Even among the women’s races that are getting good audience numbers, there’s still lots of work to do. So far, prize money is one area that lags behind, although in cyclocross, promoters like bike maker Trek have committed to prize-list parity, and at the World Cup round it promoted last season, the elite women’s race was held in the final, marquee time slot traditionally reserved for men.

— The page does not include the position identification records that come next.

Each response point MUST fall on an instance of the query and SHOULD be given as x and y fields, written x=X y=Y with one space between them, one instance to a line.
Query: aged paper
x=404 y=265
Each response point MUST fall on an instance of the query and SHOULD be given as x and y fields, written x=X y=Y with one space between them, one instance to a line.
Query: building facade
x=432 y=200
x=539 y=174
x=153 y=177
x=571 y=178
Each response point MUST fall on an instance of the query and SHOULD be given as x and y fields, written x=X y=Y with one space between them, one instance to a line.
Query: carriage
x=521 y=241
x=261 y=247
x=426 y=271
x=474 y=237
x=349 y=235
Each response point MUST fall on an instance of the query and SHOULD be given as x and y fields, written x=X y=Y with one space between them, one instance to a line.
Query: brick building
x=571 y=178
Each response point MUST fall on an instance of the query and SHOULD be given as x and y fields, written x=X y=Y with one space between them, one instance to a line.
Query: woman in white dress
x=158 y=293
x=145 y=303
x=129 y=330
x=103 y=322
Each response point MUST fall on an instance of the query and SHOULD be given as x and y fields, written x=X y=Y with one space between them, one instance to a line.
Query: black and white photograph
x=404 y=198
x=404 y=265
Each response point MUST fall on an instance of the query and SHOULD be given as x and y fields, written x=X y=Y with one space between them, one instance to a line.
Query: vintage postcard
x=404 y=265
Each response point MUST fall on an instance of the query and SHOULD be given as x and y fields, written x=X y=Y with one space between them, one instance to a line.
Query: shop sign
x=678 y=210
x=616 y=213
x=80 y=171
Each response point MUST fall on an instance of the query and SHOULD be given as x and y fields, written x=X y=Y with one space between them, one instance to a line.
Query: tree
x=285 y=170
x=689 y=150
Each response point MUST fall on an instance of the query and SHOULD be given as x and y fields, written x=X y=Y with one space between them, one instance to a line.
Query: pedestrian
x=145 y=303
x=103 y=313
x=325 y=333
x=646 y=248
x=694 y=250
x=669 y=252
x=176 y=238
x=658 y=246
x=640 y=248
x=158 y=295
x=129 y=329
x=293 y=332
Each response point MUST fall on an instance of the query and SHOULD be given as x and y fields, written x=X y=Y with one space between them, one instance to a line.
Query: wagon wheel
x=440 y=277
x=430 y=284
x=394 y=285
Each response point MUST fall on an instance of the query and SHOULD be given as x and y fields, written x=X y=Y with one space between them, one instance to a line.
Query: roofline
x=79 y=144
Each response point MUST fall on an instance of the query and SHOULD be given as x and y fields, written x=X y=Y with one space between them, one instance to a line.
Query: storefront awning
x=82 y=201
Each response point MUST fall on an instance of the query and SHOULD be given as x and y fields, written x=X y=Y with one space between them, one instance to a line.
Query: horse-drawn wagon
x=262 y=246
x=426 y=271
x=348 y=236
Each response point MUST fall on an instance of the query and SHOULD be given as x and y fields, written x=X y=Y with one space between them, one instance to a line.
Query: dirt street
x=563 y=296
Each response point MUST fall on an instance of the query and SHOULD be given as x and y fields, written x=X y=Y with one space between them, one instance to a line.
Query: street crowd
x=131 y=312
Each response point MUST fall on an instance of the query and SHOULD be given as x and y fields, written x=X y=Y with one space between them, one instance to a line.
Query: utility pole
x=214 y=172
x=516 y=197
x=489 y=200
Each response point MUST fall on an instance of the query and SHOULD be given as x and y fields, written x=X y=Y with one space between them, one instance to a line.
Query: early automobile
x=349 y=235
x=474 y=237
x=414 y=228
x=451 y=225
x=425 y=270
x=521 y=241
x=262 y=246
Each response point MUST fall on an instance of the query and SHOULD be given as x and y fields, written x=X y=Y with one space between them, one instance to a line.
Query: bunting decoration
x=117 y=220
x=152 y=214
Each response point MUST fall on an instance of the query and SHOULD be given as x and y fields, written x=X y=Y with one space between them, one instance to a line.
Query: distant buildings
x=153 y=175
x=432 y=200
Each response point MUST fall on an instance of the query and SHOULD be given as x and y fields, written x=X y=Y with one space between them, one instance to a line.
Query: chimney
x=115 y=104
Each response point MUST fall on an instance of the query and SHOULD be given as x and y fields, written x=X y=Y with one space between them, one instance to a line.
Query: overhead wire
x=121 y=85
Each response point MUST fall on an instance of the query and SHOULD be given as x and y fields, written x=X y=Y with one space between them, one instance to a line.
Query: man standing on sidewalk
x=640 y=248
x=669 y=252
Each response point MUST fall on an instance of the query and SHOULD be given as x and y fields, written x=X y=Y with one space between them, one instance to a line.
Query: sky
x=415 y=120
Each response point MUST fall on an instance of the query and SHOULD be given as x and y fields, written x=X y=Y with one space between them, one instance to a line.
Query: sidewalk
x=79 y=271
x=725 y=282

The ASO’s decision isn’t yet final. David Lappartient, the new UCI president, campaigned and won partly on a platform of increasing equity for women’s cycling. He may be French, and a nominal ally of the ASO, but he’s also challenged the promoter to increase its commitment to women’s cycling, particularly in terms of TV coverage.
Dutch paper de Telegraaf reported last week that UCI Road Commission chair Tom Van Damme was trying to put together a solution that would allow the ASO and its regional broadcast partner, RTBF, to meet the requirements and keep WorldTour status. Reached for comment, the UCI’s press officer, Louis Chenaille, declined to address specifics but offered a short statement affirming that the minimum broadcast requirements were “in line with our strategy to develop women’s professional road cycling” and were a condition of women’s WorldTour status. The statement also said that “discussions with organizers are ongoing as the UCI draws up the 2020 Women’s WorldTour calendar” and that an official communication would be made after a management-committee meeting in June.
Slappendel was encouraged that the news was such a hot topic, including on social media. “A few years ago, no one would have bothered, and now it’s like, This is ridiculous,” she says. “To me that feels already like a small victory, to change that mentality about women’s sports.” She doesn’t expect that criticism alone will change the ASO’s decision, and she’s most concerned that, as the most powerful entity in bike racing, the ASO could flex its muscle to get some kind of exception to the live-coverage rules.
But Slappendel also suspects that, in the long run, the ASO’s decision to back away from women’s cycling may hurt it more than the sport. “Women’s cycling will develop anyway,” says Slappendel. “It’s growing with or without the ASO.” While some women’s races that are run alongside men’s events are enjoying popularity, Slappendel also pointed to new stand-alone women’s races, like the just-announced Battle of the North, a ten-stage women’s event in Scandinavia that’s planned for 2021. There’s also the Colorado Classic, a four-day women’s-only stage race in the U.S.
In many bike races, there’s a crucial moment where the field stretches and splits as riders at the front lift the pace at key spots like a climb. This moment is called the selection; some riders make the elite front group that will produce the winner, while many don’t. It’s impossible to say where women’s racing will go from here. But in a few years, we may look back at this decision as the moment when the ASO missed the big move.